Tuesday, May 18, 2004

Moving to a More Secure Camp



Daniel Williams of the Washington Post wonders if Iraq can be salvaged. The article is one of the more clear-eyed I have seen:



Some quotes:





' "We could not imagine the deterioration leading to such a point. It's getting worse day after day, and no one has been able to put an end to it. Who is going to protect the next government, no matter what kind it is?" said Abdul Jalil Mohsen, a former Iraqi general and member of the Iraqi National Accord . . '



' "There's no question: A small band of people can paralyze the country," said Mahmoud Othman, an independent Kurdish member of the council. "They are armed and organized and this is the difficulty. The people who did this have no respect for anything of value. It's a real danger to Iraq, the Iraqis and to an agenda to achieve any kind of democracy." '



' "Just look around," said Bakran Ohan, who sells baby clothes. "Do you see any police? Any soldiers? There is a complete lack of security.

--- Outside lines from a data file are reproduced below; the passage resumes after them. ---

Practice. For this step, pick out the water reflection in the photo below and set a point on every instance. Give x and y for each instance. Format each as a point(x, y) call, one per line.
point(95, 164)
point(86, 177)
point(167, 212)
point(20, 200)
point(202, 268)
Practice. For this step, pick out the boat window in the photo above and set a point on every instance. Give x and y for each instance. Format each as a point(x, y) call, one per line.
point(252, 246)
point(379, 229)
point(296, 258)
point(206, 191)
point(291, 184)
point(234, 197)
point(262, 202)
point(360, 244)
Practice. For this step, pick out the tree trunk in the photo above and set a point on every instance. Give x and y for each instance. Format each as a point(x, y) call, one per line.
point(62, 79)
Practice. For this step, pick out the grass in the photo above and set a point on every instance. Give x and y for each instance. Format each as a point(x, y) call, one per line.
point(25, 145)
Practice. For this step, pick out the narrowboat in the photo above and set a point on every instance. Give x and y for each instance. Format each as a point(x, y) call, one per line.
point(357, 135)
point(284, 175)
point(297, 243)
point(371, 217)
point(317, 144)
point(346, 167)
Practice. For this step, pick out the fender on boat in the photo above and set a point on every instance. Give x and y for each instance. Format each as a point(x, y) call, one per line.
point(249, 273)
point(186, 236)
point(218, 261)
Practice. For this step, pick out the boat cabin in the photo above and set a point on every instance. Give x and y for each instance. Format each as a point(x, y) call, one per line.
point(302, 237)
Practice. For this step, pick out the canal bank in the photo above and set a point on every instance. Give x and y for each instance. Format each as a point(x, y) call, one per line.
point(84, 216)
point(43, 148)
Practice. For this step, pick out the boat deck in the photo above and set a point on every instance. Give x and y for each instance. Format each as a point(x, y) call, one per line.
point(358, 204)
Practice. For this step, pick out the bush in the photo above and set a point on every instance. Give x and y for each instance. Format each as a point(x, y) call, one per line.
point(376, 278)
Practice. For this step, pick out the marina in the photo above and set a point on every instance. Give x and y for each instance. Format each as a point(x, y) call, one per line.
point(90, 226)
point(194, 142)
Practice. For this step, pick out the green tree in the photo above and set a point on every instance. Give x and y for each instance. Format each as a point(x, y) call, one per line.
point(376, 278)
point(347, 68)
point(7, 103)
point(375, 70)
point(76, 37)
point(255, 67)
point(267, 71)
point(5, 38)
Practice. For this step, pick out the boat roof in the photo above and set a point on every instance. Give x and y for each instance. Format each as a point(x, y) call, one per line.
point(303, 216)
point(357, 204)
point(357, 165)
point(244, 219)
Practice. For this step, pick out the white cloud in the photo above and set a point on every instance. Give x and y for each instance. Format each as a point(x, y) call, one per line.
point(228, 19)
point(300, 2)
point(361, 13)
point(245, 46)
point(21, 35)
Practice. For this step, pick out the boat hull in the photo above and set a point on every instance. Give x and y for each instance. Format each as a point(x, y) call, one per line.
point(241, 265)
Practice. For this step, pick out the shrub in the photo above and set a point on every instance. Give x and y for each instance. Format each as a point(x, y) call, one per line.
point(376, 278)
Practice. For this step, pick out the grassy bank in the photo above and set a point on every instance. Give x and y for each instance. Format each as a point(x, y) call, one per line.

It won't change from day to night on June 30." '



' [Gen.] Kimmit denied that the Italians had retreated [from Nasiriyah]. "They just moved to a more secure camp," he said. '





One thing Williams does not bring up is the degree to which much of the turmoil is the direct result of poor American decision-making. The decision to dissolve the Iraqi army. The decision to try to arrest Muqtada al-Sadr. Decisions, the rationale of which most observers would have difficulty seeing. The whole Iraq enterprise has been run from the beginning as a plot, with no transparency and all kinds of ulterior motives, and that is what has sunk it.